Wouldn’t that class have been useful in school? “How To Love” courses with the intention of having more functional relationships. You can teach the fundamentals of trust, loyalty, honesty and respect but would it help? What about when sex enters the equation? What is the balance between being a good friend and a good lover?
It’s not mathematics but it is definitely subject for discussion. Maybe then people would avoid abusive, unfulfilling or all-around dysfunctional relationships more often. Most relationships include a power differential, it can bounce back and forth but ultimately one person often likes to lead.
When you know that the relationship is not right and you’re going to have to end it, how do you handle the love part? How do you handle the attachment that you have to that person? How do you break it? I use my creative outlets mostly to make sense of how I’m feeling about love.
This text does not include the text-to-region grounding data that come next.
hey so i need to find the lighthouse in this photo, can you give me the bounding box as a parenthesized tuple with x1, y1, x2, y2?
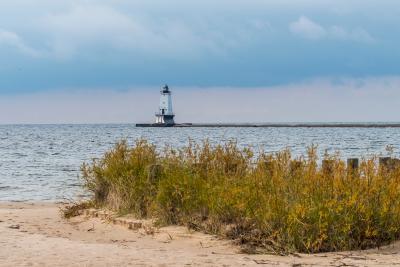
(155, 84, 175, 125)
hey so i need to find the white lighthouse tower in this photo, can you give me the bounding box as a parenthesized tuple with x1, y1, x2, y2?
(155, 84, 175, 125)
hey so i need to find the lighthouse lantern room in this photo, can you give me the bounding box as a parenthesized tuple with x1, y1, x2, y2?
(155, 84, 175, 125)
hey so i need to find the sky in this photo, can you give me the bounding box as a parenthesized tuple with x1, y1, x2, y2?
(0, 0, 400, 123)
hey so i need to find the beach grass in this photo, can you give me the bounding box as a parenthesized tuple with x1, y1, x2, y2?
(79, 139, 400, 254)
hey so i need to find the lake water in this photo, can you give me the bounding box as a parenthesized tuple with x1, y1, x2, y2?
(1, 124, 400, 201)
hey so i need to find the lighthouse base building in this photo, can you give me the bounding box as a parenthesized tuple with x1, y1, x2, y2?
(154, 85, 175, 126)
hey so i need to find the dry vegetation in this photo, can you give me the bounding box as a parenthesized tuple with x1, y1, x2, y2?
(79, 139, 400, 254)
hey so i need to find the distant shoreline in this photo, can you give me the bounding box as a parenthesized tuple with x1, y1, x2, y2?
(136, 123, 400, 128)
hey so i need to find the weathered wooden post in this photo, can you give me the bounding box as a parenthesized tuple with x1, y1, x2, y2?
(347, 158, 359, 169)
(393, 158, 400, 168)
(379, 157, 400, 172)
(379, 157, 392, 170)
(347, 158, 359, 176)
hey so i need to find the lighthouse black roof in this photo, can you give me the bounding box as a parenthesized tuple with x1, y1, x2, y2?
(161, 84, 170, 93)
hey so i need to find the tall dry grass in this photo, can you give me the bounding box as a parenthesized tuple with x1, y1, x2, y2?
(81, 139, 400, 254)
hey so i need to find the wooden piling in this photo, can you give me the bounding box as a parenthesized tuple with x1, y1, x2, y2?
(379, 157, 391, 169)
(379, 157, 400, 172)
(393, 158, 400, 168)
(347, 158, 359, 177)
(347, 158, 359, 170)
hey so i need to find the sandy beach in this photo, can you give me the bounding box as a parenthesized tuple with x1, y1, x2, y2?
(0, 202, 399, 267)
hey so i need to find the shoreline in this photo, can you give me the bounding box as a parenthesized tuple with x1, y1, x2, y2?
(1, 202, 400, 266)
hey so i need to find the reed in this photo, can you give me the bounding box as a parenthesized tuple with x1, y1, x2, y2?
(81, 139, 400, 254)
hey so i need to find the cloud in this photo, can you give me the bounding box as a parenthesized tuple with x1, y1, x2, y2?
(0, 29, 41, 57)
(0, 2, 276, 60)
(0, 0, 397, 90)
(38, 4, 244, 59)
(289, 16, 326, 40)
(40, 5, 142, 58)
(0, 2, 383, 61)
(1, 77, 399, 124)
(290, 16, 375, 43)
(47, 6, 163, 52)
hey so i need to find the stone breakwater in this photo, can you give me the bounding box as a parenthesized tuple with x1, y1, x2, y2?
(136, 123, 400, 128)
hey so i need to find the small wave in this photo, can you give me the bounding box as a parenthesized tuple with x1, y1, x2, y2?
(61, 168, 77, 172)
(0, 185, 20, 191)
(12, 152, 28, 157)
(68, 183, 82, 187)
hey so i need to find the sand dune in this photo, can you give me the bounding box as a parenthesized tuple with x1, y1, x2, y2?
(0, 202, 399, 266)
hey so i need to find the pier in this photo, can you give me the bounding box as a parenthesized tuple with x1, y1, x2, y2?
(136, 123, 400, 128)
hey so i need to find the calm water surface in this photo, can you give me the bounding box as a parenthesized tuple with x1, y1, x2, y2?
(0, 124, 399, 201)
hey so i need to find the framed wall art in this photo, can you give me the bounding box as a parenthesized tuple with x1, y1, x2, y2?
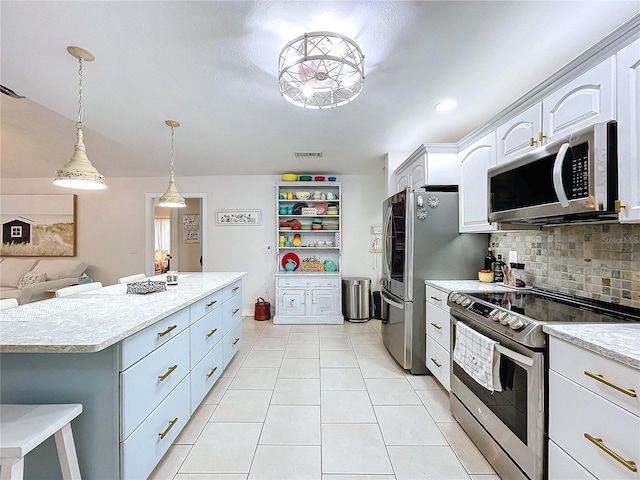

A song can tell me more about how I’m feeling than hours of agonizing over a decision, so I put pen to paper more often than not.
I wrote this song two weeks ago, recorded a rough version at home and have been playing it back over the last few days and I feel exceptionally different from when I wrote it. I wrote the track when emotions were heightened and now that things seemed to have settled with that romantic situation I’m surprised I feel so different so quickly. And then there’s other tracks that I put on that just hit in the gut, always. I just played back several tracks and a freestyle and they all had me feelin’ a way. This other one though…
Different relationships bring different volumes of intensity to the table. Just because a situation looks similar to one from your past does not mean that you are going to react the same this time around. You are a new person, and that other person is arguably not the individual from your past. He or she is an entirely new being with facets and quirks that either work for you or don’t. But being true to yourself is the only way to get out of this love thing alive.
There’s also so many different versions of love and styles of relationships to choose from that the traditional model of marriage is not considered the sole pathway to happiness anymore. I’m not sure how I feel on this subject I just know what I would need in a partner to even consider marriage and, truth be told, I haven’t dated a single guy who exhibited those traits. Well, maybe one.
Relationships are meant to teach you lessons, and in the process they can inspire fire music and dope characters for novels. A single muse can inspire great art for decades.
But people are not art, and we have to acknowledge that. People have real feelings, their own dreams, traumas, and obstacles to overcome. Love is not supposed to be used as a weapon to gain one up on someone so that you can feel better about yourself, love is supportive and lacking in judgement. Love is supposed to uplift not put down. I say this because love is possibly one of the most exploited forces in our world.
“I love you.”
When I heard it, I smiled. He meant it. But I simultaneously got bug-eyed and froze…I couldn’t say it back. An “I love you” can give promise of future “I love you’s” and that was something I knew was not in our future. Did I have love for him? Yes. Could I have said it back, sure. But there’s so much power in saying those three small words and meaning them that I couldn’t let them pass my lips.
It feels nice to hear those words, but I can guarantee you it feels even better to be able to say them back once they’re said.
Love is the bedrock of why we do what we do. If you’re lucky enough to fall in love with the right person, say “I love you” and show them that you do. Those words mean something…or maybe I’m just old school like that.